National Retail Association (NRA) Chief Executive Dominique Lamb said the slight increase was expected as the nation continues to adjust to inflation and rising interest rates.
“On the surface the numbers show the sector performing well but, underneath, we know the rise in turnover is directly attributable to the rising cost of goods and services.
“Retail businesses have a challenging period ahead as rising interest rates and rising costs of groceries are impeding sales volumes. The impact of interest rate hikes will come to a head for many family-run and small business operators, who are struggling to keep up with the rising costs of business and dwindling consumer confidence.”
The lipstick effect
Across the subsectors of the retail trade, dining and food services saw a noticeable growth of 2.7 per cent. The NRA sees this as a result of the industry passing on price increases to consumers to cover the costs of doing business. Clothing, footwear and personal accessories saw the second highest growth of 1.3 per cent. Lamb attributes this to the lipstick effect, where consumers who can’t afford big-ticket items treat themselves to small luxuries, such as a new lipstick.

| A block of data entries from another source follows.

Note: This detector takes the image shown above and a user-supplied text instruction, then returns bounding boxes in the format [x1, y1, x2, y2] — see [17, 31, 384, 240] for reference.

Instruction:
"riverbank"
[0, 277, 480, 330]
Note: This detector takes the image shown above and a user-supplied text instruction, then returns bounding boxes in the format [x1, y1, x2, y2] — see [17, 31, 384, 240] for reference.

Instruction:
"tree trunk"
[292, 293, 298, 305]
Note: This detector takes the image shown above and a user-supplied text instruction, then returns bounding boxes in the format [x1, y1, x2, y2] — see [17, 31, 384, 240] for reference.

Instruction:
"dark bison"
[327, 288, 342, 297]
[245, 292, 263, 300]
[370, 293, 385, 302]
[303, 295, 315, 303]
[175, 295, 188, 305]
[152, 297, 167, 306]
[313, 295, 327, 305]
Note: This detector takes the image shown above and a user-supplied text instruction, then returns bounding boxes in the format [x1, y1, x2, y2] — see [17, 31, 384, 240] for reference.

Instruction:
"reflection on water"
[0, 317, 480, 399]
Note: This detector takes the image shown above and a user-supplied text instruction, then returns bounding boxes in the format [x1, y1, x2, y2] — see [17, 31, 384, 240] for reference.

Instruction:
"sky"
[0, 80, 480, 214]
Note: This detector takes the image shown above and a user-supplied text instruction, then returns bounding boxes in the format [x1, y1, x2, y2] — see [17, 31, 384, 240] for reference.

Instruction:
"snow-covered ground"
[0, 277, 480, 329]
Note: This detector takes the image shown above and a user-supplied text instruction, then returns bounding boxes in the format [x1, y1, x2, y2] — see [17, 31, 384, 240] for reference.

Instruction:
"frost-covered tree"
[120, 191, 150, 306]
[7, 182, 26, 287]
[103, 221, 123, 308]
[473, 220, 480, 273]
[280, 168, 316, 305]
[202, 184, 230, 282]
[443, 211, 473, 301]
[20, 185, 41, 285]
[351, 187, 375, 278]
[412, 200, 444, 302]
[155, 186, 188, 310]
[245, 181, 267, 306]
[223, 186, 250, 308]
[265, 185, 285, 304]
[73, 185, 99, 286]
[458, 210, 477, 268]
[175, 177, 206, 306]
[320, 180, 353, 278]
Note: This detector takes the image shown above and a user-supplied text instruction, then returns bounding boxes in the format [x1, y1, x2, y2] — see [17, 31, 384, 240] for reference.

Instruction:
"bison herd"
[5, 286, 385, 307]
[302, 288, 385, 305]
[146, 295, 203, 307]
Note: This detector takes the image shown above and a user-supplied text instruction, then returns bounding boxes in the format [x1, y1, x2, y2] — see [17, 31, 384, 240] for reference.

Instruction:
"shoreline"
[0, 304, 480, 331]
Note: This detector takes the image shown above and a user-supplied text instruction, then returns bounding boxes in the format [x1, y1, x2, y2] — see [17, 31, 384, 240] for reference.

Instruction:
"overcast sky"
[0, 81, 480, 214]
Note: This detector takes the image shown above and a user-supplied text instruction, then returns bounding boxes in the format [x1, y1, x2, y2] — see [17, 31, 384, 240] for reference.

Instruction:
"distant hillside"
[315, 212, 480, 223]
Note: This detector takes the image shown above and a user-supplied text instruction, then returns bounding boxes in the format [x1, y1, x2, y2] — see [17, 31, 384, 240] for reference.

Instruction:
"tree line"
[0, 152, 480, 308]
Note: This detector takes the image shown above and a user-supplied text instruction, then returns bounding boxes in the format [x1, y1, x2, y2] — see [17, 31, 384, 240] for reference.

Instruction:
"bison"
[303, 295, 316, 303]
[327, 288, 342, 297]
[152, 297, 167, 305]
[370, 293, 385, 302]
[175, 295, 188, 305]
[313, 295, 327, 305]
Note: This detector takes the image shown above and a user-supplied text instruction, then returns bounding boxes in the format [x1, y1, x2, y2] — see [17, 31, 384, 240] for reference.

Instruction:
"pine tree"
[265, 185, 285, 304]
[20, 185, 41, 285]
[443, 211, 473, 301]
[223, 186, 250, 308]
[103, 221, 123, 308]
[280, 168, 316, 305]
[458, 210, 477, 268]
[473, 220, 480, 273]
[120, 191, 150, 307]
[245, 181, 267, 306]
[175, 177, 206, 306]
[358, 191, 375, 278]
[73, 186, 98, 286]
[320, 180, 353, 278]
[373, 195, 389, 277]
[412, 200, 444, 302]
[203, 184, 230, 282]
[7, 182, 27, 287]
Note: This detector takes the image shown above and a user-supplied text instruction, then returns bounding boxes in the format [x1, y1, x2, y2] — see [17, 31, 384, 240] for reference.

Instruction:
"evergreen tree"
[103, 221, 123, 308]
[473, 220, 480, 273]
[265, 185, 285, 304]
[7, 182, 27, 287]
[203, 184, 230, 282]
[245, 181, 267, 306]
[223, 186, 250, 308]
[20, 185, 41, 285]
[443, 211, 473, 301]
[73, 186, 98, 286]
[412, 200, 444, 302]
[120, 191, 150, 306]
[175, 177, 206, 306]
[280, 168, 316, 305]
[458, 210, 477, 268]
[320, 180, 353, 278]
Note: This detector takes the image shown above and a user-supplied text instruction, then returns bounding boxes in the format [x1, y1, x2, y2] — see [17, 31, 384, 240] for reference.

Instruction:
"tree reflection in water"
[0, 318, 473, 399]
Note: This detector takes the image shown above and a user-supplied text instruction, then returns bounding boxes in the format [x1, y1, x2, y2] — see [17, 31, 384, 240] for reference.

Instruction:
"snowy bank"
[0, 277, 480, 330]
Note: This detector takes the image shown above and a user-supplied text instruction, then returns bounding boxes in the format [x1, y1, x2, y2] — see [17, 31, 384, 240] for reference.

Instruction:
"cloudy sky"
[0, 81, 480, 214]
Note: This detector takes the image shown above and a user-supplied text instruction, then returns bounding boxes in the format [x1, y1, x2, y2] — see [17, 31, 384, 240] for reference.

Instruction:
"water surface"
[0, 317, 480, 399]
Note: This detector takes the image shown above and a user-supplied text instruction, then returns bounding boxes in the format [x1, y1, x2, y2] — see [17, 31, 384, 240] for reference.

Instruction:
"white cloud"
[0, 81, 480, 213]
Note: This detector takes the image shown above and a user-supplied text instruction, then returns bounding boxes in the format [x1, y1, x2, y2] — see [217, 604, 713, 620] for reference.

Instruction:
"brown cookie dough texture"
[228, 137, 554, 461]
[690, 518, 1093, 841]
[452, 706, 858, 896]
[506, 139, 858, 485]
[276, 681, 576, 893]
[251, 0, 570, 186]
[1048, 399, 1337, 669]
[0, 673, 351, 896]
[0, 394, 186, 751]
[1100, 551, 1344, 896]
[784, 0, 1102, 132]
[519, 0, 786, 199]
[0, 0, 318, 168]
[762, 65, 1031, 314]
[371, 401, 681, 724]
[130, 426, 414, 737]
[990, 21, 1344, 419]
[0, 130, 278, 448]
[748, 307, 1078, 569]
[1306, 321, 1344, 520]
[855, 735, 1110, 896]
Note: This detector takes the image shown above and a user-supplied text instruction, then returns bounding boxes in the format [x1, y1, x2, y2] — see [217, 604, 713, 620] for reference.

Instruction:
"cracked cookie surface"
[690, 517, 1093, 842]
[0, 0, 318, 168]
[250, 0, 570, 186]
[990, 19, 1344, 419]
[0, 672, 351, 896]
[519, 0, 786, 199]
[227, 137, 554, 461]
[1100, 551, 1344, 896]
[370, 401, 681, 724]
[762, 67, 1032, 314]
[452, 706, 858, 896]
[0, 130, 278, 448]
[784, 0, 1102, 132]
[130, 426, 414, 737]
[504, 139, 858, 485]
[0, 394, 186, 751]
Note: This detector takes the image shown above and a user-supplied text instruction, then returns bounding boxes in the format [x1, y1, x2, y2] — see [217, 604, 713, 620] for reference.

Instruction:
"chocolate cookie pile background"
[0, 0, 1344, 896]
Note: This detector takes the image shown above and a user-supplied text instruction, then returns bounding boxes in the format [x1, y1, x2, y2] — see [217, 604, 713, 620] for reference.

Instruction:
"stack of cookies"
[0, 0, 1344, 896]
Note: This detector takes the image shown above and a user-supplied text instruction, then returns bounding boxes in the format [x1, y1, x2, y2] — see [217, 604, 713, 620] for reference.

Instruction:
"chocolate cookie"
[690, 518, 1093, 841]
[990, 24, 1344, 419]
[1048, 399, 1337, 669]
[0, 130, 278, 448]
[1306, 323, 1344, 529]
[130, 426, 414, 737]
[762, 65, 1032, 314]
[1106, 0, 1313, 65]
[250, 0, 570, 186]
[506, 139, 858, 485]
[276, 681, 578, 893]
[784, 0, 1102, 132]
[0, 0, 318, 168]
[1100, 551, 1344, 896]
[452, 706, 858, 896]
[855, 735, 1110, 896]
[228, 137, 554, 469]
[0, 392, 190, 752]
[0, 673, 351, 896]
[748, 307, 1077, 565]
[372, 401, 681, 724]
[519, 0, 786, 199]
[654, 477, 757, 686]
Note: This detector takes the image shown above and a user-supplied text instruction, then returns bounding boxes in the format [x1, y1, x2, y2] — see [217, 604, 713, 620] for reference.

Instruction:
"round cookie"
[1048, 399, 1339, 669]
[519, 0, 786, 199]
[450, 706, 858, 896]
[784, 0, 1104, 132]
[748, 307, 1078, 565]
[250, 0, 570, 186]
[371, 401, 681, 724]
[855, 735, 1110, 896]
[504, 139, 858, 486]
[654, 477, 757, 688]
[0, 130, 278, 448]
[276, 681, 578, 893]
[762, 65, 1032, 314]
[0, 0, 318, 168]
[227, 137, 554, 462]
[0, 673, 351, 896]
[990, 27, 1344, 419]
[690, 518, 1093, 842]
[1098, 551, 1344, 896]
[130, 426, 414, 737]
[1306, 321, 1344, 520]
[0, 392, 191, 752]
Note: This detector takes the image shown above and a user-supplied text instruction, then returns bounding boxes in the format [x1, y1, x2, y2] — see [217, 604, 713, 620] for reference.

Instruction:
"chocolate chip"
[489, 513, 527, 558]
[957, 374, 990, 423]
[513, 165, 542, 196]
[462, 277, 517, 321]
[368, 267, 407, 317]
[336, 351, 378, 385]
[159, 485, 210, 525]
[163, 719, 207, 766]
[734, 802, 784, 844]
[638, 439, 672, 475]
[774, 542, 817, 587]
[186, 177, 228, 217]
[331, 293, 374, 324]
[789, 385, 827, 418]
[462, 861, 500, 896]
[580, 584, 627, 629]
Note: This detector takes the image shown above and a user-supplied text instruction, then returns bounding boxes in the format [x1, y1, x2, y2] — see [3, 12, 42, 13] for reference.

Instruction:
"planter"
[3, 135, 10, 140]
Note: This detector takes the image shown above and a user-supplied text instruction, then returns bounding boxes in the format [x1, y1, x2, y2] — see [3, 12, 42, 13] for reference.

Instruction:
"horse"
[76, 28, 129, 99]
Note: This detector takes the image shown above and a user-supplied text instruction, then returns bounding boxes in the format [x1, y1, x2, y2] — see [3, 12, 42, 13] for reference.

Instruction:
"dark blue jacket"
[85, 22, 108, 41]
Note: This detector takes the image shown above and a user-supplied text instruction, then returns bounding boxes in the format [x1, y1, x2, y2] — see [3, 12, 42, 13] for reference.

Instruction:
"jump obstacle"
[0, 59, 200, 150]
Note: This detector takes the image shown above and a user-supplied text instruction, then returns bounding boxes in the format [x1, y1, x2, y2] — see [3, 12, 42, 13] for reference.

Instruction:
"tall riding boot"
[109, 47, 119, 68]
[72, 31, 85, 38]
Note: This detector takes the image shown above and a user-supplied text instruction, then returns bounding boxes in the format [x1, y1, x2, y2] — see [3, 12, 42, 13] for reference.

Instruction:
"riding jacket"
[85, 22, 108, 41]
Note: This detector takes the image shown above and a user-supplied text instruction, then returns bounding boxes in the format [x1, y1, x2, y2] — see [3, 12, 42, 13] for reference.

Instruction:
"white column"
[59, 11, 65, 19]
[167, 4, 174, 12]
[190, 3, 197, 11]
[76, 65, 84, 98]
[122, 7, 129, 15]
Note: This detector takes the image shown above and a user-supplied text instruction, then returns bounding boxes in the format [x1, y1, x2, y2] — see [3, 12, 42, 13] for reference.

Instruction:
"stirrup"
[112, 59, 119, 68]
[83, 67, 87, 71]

“Consumers are riding the waves of inflation in their own way,” she said. “Some are steering clear of discretionary spending while others are treating themselves where they can. However, taking into account the consumer price index rise of 1.8 per cent, we will see consumers spending less in the coming months.
“Small businesses need to see more support from the government to get through these low spending periods and the NRA will continue to advocate on this matter to ensure our local and family-owned businesses stay alive. Decision makers need to be aware that there are thousands of small businesses who are still doing it tough, despite the supposed growth in revenue for the industry.”